To date, the argument has been that drugs with more benefit are going to cost more, innovation is not cheap, and this is entirely justified when we are talking about drugs such as rituximab (Rituxan), trastuzumab (Herceptin), or imatinib (Gleevec); these drugs offer the potential for long-term disease remission, and even cure.
The issue is with regard to drugs that only offer a few extra months of progression-free survival, with very little or with no benefit in overall survival. These are incremental improvements compared with the standard of care, and this situation is common. So, are these drugs worth it? That is the question now formally being asked.
Is that debate in the forefront of investors’ calculations?

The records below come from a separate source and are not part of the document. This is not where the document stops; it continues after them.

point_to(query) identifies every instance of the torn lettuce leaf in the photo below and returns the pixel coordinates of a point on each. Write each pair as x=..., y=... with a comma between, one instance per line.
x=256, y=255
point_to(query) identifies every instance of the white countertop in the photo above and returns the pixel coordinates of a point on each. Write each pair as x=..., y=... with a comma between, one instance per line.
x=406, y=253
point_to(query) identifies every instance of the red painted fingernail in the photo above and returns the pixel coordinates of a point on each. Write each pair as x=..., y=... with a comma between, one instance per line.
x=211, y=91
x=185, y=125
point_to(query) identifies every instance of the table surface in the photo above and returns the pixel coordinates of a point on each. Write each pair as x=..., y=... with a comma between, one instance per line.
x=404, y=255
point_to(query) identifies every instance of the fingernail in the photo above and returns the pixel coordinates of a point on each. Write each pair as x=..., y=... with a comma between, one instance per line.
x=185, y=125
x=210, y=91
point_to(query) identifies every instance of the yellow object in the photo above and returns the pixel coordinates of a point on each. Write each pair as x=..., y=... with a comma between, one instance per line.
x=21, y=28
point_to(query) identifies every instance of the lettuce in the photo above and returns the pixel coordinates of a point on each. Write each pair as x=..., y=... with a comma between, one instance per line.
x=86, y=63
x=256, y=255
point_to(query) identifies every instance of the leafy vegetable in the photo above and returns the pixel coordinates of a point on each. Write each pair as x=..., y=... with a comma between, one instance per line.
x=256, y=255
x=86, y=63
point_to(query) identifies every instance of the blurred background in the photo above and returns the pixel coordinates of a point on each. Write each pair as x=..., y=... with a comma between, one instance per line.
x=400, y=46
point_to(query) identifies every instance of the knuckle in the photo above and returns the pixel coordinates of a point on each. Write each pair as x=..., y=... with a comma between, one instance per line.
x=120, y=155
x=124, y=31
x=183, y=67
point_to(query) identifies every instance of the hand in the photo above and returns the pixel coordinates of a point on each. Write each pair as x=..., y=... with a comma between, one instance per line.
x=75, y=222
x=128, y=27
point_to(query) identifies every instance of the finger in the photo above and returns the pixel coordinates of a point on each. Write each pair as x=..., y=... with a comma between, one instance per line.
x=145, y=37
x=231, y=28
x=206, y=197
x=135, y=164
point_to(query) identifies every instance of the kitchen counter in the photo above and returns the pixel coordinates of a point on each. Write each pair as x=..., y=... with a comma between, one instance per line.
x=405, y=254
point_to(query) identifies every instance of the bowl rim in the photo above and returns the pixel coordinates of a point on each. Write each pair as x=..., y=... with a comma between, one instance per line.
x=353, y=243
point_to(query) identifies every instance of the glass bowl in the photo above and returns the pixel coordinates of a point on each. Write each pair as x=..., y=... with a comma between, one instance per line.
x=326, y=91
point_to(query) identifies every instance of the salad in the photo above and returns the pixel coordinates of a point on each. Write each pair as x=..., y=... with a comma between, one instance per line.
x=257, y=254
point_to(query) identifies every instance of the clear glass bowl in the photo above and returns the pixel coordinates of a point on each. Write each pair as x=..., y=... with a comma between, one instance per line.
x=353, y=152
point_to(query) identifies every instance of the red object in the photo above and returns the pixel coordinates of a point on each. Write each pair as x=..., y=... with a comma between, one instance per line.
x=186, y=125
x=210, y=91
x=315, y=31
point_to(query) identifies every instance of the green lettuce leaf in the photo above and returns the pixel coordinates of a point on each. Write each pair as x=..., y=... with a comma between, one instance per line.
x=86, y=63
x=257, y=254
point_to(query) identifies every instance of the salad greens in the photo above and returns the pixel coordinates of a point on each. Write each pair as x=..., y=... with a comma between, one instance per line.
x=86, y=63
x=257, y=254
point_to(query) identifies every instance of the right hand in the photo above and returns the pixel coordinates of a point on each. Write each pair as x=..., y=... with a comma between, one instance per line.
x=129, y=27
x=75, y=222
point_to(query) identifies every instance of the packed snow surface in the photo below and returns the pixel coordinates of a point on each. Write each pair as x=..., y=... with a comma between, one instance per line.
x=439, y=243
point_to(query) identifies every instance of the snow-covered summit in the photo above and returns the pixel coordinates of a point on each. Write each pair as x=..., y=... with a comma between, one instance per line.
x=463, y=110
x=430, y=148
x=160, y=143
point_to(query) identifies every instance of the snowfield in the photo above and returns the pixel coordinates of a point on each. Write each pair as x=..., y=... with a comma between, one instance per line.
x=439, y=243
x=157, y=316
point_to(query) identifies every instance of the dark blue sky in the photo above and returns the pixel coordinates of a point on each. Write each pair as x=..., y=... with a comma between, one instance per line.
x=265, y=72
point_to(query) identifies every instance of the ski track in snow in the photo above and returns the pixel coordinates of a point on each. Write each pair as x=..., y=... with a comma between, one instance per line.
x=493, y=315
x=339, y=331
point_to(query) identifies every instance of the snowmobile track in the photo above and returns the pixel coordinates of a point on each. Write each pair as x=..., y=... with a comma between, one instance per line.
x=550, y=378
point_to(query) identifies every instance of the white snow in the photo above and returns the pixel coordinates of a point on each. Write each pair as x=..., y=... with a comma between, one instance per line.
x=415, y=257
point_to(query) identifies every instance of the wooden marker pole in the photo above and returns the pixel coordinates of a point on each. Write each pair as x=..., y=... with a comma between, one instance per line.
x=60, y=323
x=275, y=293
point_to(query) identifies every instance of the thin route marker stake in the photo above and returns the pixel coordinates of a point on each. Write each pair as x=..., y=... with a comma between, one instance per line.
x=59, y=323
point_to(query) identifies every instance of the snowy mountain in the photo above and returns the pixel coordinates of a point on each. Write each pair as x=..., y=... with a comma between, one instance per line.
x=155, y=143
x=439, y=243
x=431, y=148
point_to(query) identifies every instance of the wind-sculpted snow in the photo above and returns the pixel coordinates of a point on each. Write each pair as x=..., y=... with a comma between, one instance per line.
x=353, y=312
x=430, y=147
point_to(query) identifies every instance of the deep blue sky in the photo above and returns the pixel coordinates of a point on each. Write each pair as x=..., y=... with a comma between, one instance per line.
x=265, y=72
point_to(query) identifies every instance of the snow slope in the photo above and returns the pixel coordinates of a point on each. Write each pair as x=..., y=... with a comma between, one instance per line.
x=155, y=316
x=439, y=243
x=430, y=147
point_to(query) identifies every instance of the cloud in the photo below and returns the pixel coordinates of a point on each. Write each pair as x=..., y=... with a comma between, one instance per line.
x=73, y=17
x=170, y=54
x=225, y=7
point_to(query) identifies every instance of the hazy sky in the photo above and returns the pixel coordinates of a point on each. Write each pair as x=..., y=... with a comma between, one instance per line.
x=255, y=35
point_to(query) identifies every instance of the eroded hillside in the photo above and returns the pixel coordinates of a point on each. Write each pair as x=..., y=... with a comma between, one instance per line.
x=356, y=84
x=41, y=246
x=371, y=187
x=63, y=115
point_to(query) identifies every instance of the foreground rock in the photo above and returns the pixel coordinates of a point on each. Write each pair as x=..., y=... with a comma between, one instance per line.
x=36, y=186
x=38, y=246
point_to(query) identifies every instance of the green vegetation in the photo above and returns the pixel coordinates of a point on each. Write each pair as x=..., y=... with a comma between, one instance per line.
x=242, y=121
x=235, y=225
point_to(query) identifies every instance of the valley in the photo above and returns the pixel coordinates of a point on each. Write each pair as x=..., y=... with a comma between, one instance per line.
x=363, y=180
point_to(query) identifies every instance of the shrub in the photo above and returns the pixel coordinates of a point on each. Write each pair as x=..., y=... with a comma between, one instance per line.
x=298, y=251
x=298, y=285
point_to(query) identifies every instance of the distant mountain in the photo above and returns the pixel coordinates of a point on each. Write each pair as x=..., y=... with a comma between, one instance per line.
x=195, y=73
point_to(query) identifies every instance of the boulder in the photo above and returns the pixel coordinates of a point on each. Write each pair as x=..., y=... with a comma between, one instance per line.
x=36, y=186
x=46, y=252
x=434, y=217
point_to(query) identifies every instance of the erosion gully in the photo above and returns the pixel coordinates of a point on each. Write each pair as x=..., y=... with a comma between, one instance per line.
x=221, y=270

Am I getting calls from my clients worried that investors will lose interest, because payers are not going to pony up for the dollar amount per dose that the business development team hoped for? No. That’s not what I am hearing. I don’t think that the stance by ASCO and MSKCC has had any effect on how investors place their bets; innovation is still the main driver, and the core of the discussion.
Change is coming, certainly that is true. Everyone agrees that the current pricing levels are unsustainable, but for the moment, the attitude in the laboratories and in the boardrooms is not, “what will the payer tolerate?” but is, “how can we crack this scientific nut, and get it to the marketplace?”
So, for the moment, it’s full speed ahead.